SQL Server Query Writing Help Needed

  • Hi Cadavre,

    Thanks for helping with this request. What you have is almost exactly what i want. However, what i found that a lot of the accounts have last two rows [repcode] as the same with different current date. This is what i want, however, if the last two rows of the record has the same repcode starting with a Z or X or ending with XX, i want to go to the third to the last row to get the repcode.

    So, sorry, but i'm not able to organize in the post how you have it so i will do my best.

    AccountDim table

    Account # RepCode Currentdate

    12345678 LM01 2011-09-01

    12345678 LM02 2011-10-11

    12345678 XAB0 2011-10-25

    12345678 XAB0 2011-10-31

    AccountTable

    Account# RepCode CurrentDate

    12345678 XAB0 2011-10-31

    your query gives me result as such:

    Account# RepCodePR RepCodeCU CurrentDate

    12345678 XAB0 XAB0 2011-10-31

    How can i get this result?

    12345678 LM02 XAB0 2011-10-31

    please advise.

    Your help is most appreciated!

  • Paraphrasing here.

    You want the current info from Account, but you want the last record from Accountdim before the RepCode changed to what is in Account, correct?

  • ankita.patel01 81294 (11/3/2011)


    Hi Cadavre,

    Thanks for helping with this request. What you have is almost exactly what i want. However, what i found that a lot of the accounts have last two rows [repcode] as the same with different current date.
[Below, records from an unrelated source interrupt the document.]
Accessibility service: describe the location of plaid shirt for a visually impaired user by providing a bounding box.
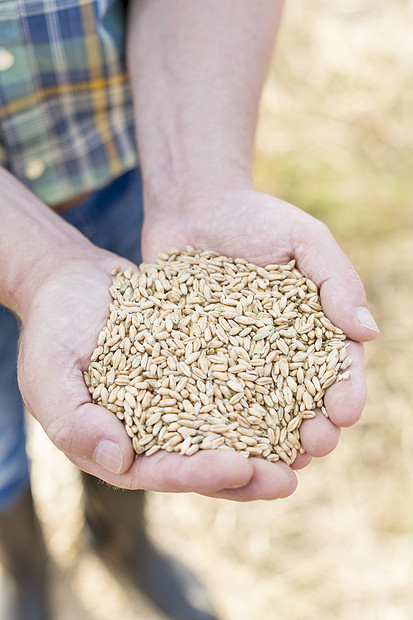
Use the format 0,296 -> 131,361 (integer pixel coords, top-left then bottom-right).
0,0 -> 137,205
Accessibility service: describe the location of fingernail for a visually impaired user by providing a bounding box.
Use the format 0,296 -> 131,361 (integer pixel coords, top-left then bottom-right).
93,439 -> 123,474
357,306 -> 380,334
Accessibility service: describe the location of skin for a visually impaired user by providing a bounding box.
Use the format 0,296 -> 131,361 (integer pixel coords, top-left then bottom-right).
0,0 -> 377,501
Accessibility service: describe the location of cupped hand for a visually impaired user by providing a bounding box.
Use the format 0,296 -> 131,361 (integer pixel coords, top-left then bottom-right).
142,188 -> 378,499
18,248 -> 296,499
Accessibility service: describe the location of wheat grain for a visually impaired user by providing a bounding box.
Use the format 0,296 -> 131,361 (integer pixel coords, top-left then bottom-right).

This is what i want, however, if the last two rows of the record has the same repcode starting with a Z or X or ending with XX, i want to go to the third to the last row to get the repcode.

    So, sorry, but i'm not able to organize in the post how you have it so i will do my best.

    Sorry, but I find it irritating enough when the requirements are "changed" during coding when I'm at work, there's no chance of me being able to handle it when I don't have to.

    As I said in my previous post, please read this article[/url] --> http://www.sqlservercentral.com/articles/Best+Practices/61537/[/url].

    It explains the best way to post DDL and sample data in a way that is readily consumable by the volunteers that post here and will ensure that someone can post working, tested code for you.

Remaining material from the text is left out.